Thanks for your responses. I started looking into a solar system back in early January and did extensive homework, spending countless hours reading everything I could at the Whirlpool site. 
I looked into around 24 companies, deleting those who had several forum complaints and deleted those who sounded too good/too cheap to be quality. As time went by, and seeing the benefits of solar, I increased the size of my preferred system and selected a quality inverter and panels. 
I was recommended a solar retailer, whose presentation by the manager was uninformative and amateurish. I eventually rejected this company for failing to return promised phone calls and ignoring emails. Friends who are computer illiterate, chose to believe the same company's slick salesman's spin and went ahead with their install. Much was made at their presentation of the CEC endorsement. 
This retailer proudly displayed the CEC's logo on their glossy brochure, which gave me the impression they were endorsed or accredited, but in reality the logo meant nothing. 
To think that the Dept of Fair Trading will act should you have problems later is a fairy-tale. In SA they only give opinions little else, and the retailers play on this. The ACCC are another mob asleep at the wheel. 
I have since signed with a reputable (smaller) company who has been around a few years and paid a deposit, but any consumer protection from the solar retailers by the CEC is all smoke and mirrors and should be exposed as such.

----------


## Bloss

> I've got my inverter mounted under the house, thus keeping it out of direct sunlight and nice and cool.

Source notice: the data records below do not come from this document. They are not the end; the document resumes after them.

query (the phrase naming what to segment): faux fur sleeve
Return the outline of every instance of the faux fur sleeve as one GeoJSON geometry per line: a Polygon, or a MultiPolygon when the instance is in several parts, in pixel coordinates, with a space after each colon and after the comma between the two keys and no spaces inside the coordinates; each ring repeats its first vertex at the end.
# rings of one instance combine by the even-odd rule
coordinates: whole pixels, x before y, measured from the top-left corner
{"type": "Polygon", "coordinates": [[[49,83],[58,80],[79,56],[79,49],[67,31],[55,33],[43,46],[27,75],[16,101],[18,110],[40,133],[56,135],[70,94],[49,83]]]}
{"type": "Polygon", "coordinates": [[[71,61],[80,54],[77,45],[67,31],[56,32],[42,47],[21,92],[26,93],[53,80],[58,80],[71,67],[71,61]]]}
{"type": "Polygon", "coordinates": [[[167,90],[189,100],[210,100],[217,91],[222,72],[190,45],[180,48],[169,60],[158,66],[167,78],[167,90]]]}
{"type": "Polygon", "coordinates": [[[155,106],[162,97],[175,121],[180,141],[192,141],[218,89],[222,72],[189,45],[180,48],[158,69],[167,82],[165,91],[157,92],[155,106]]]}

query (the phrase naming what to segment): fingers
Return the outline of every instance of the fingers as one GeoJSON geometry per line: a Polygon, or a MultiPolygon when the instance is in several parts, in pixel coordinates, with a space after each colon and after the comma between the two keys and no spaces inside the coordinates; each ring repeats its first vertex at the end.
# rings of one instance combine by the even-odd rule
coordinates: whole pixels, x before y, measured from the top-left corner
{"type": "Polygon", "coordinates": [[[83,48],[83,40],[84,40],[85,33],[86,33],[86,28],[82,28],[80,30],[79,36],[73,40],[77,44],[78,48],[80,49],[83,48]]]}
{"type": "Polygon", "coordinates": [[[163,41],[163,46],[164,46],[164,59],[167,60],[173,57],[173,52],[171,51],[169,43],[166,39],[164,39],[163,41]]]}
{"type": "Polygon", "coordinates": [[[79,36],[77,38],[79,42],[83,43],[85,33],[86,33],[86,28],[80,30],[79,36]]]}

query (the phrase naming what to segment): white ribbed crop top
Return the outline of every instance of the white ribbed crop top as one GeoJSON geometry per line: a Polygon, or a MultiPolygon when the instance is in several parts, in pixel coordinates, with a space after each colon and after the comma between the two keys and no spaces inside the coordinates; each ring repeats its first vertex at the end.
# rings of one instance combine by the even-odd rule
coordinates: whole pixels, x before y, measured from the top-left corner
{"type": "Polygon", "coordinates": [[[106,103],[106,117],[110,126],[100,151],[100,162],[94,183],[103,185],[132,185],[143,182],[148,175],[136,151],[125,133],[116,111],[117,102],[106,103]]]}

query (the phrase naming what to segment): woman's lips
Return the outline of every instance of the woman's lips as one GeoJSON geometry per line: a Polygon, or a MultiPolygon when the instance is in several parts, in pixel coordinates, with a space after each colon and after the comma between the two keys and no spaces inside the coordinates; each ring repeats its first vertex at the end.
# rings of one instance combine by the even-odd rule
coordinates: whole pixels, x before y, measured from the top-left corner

  me too - on the south side under the concrete floor of my laundry.  :2thumbsup:  
As to the supposed consumer protection regulatory systems - they are, have always been and always will be the last resort and can mostly act after the event. That's why I try to give advice on what to look for, including the one that works best - personal trust and word of mouth - from friends who are happy with the work, and what you ended up doing: find a good local business who have been doing it for a while (and pay them a little more if need be). 
The notion that some government body will be able to protect you except in the most extreme cases (and even then they tend to focus on punishment of the offenders not fixing the customers problems) is naive at best. But when you have people who will sign up and pay for a house worth hundreds of thousands of dollars and then come on here to discover what it is built from and what constraints might there be on renovating what hope is there? Very hard to protect people from themselves .  .  .

----------


## racingtadpole

Welcome to what is a feral industry.  I was about 2/3rds the way through my studies toward an Adv Diploma in RE  (which included the Design/Install accreditation) when things changed and the Diploma course I was doing was shut down pretty much overnight.  This happened shortly after the BCSE became the CEC.  I literally got an email on a Thursday stating that any outstanding modules not submitted for assesment by the Friday of the week following would be closed out as not completed.  That course has now evaporated and was scheduled to become a Cert 4 course with an option to do EXTRA units to get the Adv Dip.  That was two years ago.  I rang the farce of a training institution and spoke to the senior lecturer that had been in charge of the delivery of the Adv Dip and he informed me that the change of name from BCSE to CEC had also meant some changes to the training for the accreditation.  Essentially what he told me without actually saying it out loud directly was that the CEC was concerned that the industry was seeing too many people wanting to get into it and as a result the training was altered to all but shut out anyone who wasnt already a sparky, ie they were looking to make it somewhat more of a closed shop (trust me when I tell you that coming in from an allied industry (even though I work with PV setups regularly) was a royal PITA).
I have dealings with contractors that do stuff for us at work and the reports are of an industry that is so cut throat that suppliers are undercutting distributors in order to win contracts and its not uncommon for someones grandmother to be sold to the highest bidder to assist in getting a foot in the door.  Of course the arrival of the Chinese imports hasnt helped either.  An install costs a finite amount to do and if suppliers are cutting corners to make deals, its normally the installer that gets squeezed into the position of having to cut corners.
Am I the only one that finds it ironic that most of the big players tied to the CEC are either Coal or Oil based...... 
Jacksin, if you are after a recommendation, go and have a chat with Solaris.  They are a little more expensive but that is reflected in the quality of the finished work.

----------


## Bloss

With all the best of intentions I don't really count recommendation from forum members as 'word of mouth' so far as advice on local businesses goes - that advice needs to be both local and preferably from people you know or those recommended by people you trust. Likewise on negatives against businesses - one of the reasons Admin will remove names is that it is not really possible to judge all sides of a situation. 
And yes CEC is hardly impartial - a few foxes in the hen house IMO. 
Just my view though.  :Cool:

----------


## watson

Let's just keep it on topic and with a bit of decorum please.

----------